The difficulties in solving ill-posed problems can be reduced by replacing the given problem by a nearby problem, whose solution is less sensitive to errors in the data. This replacement is referred to as regularization. The most commonly used regularization technique is due to Tikhonov. It replaces the original problem by a penalized least squares problem. Many other regularization techniques have been developed. All regularization techniques require the determination of a regularization parameter that determines how much the original problem is modified. It is important to choose both a suitable regularization method and an appropriate value of the regularization parameter to obtain accurate solutions of inverse ill-posed problems.

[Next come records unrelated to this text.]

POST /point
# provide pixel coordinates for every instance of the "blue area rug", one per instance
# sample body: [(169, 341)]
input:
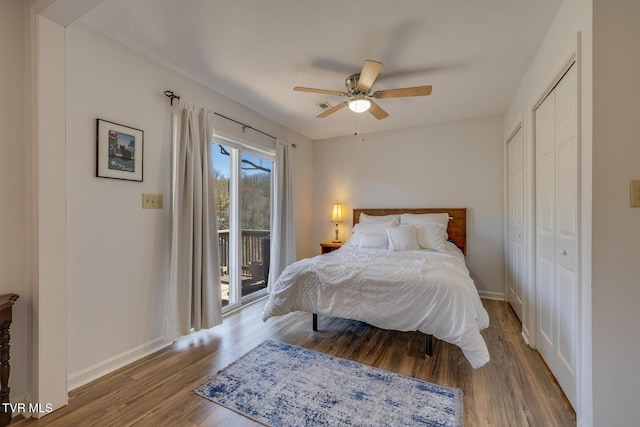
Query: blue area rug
[(283, 385)]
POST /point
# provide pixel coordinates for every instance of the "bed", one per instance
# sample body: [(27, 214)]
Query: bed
[(402, 269)]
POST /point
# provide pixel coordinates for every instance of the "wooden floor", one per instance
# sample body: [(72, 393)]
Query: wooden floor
[(514, 389)]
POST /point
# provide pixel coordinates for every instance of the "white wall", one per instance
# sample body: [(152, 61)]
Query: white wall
[(569, 36), (118, 253), (13, 187), (616, 225), (450, 165)]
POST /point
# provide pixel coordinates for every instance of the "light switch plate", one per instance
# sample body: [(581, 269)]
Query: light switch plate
[(635, 193), (151, 201)]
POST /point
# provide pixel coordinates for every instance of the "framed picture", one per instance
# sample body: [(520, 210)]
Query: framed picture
[(119, 153)]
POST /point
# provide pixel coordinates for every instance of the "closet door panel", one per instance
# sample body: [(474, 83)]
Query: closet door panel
[(557, 257)]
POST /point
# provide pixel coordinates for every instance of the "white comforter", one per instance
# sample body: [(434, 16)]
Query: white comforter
[(420, 290)]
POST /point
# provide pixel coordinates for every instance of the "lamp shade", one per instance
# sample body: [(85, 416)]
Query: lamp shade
[(336, 213)]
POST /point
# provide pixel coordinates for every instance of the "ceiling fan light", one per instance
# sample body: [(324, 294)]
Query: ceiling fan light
[(359, 104)]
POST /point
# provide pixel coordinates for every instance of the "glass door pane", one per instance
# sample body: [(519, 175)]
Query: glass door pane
[(222, 178), (255, 203)]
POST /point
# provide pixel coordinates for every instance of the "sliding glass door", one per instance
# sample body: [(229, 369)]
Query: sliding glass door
[(243, 182)]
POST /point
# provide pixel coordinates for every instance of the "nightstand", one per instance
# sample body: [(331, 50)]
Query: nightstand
[(326, 247)]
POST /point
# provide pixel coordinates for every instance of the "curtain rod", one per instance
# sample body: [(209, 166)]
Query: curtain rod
[(172, 96), (244, 126)]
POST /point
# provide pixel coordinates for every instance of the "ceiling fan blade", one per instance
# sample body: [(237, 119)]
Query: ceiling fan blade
[(328, 92), (400, 93), (377, 112), (331, 110), (369, 74)]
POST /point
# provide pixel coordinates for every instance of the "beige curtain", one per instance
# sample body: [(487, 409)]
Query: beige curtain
[(283, 239), (194, 300)]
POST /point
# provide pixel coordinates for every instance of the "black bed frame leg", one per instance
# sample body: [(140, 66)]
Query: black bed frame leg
[(429, 349)]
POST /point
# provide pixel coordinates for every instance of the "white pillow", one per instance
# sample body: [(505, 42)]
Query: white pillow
[(372, 241), (374, 227), (431, 236), (368, 219), (415, 219), (377, 228), (402, 238)]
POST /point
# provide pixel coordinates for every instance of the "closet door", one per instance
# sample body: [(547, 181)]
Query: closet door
[(557, 231), (515, 223)]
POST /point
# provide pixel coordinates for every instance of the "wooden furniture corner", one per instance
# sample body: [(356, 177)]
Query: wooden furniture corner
[(326, 247), (6, 304)]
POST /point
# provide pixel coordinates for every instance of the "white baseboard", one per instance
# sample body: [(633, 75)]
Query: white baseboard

Techniques of Numerical Linear Algebra can be used to investigate the problems to be solved and to devise regularization methods. For instance, the singular value decomposition (SVD) is a useful tool from linear algebra for the investigation and regularization of small to medium-sized inverse ill-posed problems. However, the SVD cannot be applied to large-scale problems due to its high computational cost. Instead Krylov subspace iterative methods can be used to reduce the given large problem to smaller size. The latter can then be solved with the aid of the SVD.
Purpose of the Summer School:
The last 20 years has seen significant development in methods for analyzing and solving inverse ill-posed problems. Many of these methods can be expressed with the tools of Numerical Linear Algebra. The course will provide an overview of many of established and new techniques for the analysis and solution of inverse ill-posed problems. The theory presented is illustrated with computed examples. Participants in the summer school will be assigned homework that expands the theory that is presented in lectures, and programming exercises that will show how the methods discussed perform.